Au-delà de la question du blasphème, une coalition hétéroclite plaide à l’échelle mondiale en faveur d’un resserrement de la liberté sous couvert de "défense des valeurs traditionnelles". Le 14 septembre 2011, la Russie, la Chine, l’Ouzbékistan et le Tadjikistan déposaient, à l’ONU, une proposition de résolution en faveur d’un "code de conduite pour la sécurité de l’information" au nom de la diversité culturelle et historique. Au Conseil des droits de l’homme, le rapporteur russe a poussé les positions les plus rétrogrades, telle la soumission de toutes les normes internationales à des "valeurs traditionnelles". [...]

Faut-il rappeler ici la condamnation à deux ans de camp de travail des Pussy Riot au nom de "l’incitation à la haine religieuse" ? La poussée politique (diplomatique) menée par la Russie, la Chine, l’Organisation de la conférence islamique et des Etats d’Asie centrale, renforcée par la violence de groupuscules islamistes, est inquiétante. Nous ne signifions pas que l’Occident aurait une vision du monde plus lucide et équilibrée que le reste du monde. [...]

La liberté d’expression, et d’information, est un principe universel. Si je l’exige pour moi, je la veux pour autrui. Si je la refuse à autrui, il la récusera pour moi. Que personne ne sache s’en servir à la perfection, sans doute. Mais prêtons attention à ce que les serviteurs des doctrines imposées de la propagande ne finissent pas, à force de pressions et d’astuces à tous les niveaux, par rogner l’article 19 de la Déclaration universelle des droits de l’homme, qui précise que chacun a le droit de chercher, de recevoir et de répandre les informations, sans considérations de frontières."


Repères

Dans la nuit du 11 au 12 septembre, à Benghazi (Libye), une manifestation contre un film anti-islam, L’Innocence des musulmans, coûte la vie à l’ambassadeur américain, Christopher Stevens, ainsi qu’à un agent, tué par balles, à l’intérieur du consulat assiégé par les manifestants ; quatre heures plus tard, deux hommes de la sécurité américaine sont tués par balles.

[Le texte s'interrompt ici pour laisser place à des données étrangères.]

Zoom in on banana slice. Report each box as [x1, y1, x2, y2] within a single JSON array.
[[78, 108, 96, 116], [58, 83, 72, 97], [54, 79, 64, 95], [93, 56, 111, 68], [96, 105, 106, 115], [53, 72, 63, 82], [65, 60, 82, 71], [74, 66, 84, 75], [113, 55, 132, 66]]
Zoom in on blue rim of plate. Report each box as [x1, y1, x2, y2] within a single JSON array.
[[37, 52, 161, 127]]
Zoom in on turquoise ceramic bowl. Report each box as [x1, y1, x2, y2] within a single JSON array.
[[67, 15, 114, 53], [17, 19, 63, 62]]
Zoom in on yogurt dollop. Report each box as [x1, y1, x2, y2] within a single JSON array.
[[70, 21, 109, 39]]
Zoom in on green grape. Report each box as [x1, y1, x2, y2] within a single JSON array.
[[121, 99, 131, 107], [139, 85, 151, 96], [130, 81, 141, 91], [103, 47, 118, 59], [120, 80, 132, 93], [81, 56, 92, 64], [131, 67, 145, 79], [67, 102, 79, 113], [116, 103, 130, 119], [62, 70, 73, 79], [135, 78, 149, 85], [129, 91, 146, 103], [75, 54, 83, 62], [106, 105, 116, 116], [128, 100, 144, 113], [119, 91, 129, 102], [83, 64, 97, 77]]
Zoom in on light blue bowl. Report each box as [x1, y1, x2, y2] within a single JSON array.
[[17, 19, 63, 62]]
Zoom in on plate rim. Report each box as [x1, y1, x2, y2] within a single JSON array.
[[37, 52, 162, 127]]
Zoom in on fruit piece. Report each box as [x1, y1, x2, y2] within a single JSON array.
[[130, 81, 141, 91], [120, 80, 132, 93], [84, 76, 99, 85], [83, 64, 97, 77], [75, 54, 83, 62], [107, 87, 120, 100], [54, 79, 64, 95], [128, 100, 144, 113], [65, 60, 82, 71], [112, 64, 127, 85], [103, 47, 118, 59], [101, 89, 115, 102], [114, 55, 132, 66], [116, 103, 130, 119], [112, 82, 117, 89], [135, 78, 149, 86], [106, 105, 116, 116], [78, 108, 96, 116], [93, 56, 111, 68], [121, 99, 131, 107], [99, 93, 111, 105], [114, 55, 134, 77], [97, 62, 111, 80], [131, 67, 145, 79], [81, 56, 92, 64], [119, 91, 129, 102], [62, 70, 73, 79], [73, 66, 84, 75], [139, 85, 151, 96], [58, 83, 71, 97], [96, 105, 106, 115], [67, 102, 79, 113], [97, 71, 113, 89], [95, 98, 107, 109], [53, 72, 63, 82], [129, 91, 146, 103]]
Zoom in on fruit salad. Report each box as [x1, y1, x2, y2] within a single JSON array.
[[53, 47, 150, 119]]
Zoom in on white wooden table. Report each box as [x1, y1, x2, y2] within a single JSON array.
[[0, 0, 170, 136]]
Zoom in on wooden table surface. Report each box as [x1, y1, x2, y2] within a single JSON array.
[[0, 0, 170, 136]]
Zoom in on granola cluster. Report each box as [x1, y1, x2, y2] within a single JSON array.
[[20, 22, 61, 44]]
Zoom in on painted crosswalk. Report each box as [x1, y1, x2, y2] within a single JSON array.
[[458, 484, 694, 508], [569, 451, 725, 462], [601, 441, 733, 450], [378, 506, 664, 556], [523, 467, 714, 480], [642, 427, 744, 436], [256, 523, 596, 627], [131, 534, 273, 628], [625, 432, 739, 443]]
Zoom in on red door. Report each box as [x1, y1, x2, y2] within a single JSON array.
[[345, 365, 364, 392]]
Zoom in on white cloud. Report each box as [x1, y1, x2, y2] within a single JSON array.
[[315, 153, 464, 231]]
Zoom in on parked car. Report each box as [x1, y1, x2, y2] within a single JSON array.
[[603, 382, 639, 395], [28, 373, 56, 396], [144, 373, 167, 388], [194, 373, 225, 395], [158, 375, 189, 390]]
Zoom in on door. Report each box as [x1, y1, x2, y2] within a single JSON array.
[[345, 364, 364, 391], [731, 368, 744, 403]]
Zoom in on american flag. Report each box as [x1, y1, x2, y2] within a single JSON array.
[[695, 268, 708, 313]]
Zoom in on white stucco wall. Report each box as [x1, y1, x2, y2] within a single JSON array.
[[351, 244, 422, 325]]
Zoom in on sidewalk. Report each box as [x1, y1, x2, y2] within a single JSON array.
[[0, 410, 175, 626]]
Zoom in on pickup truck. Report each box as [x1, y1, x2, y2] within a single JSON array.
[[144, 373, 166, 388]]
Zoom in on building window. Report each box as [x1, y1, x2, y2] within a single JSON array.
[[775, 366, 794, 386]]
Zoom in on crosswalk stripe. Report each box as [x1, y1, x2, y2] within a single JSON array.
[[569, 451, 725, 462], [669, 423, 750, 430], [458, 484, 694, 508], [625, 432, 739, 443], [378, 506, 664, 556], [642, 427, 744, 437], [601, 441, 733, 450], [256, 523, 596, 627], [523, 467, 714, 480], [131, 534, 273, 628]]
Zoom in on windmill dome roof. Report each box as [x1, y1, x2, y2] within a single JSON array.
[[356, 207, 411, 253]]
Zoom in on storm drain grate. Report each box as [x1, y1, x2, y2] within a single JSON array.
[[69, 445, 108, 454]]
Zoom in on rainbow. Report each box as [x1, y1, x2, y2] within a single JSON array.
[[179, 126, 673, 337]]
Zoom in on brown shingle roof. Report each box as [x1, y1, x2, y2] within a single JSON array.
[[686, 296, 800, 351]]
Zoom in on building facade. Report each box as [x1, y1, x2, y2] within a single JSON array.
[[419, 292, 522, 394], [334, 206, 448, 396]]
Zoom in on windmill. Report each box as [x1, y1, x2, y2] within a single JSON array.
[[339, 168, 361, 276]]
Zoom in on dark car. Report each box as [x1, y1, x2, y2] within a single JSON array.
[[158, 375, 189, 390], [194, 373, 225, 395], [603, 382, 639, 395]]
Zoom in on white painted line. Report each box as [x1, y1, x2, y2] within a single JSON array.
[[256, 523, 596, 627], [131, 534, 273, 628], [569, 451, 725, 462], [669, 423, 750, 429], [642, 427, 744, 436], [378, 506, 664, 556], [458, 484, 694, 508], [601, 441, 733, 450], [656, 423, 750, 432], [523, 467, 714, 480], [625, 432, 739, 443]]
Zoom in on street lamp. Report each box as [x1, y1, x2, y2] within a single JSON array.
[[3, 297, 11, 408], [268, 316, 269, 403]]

Mercredi 19 septembre, l’hebdomadaire satirique Charlie Hebdo publie sur plusieurs pages des caricatures du prophète Mahomet. Le Conseil français du culte musulman (CFCM) exprime sa "profonde consternation" face à ce qu’il estime des pages "insultantes à l’égard du Prophète de l’islam" tout en appelant les musulmans à ne pas céder à la provocation."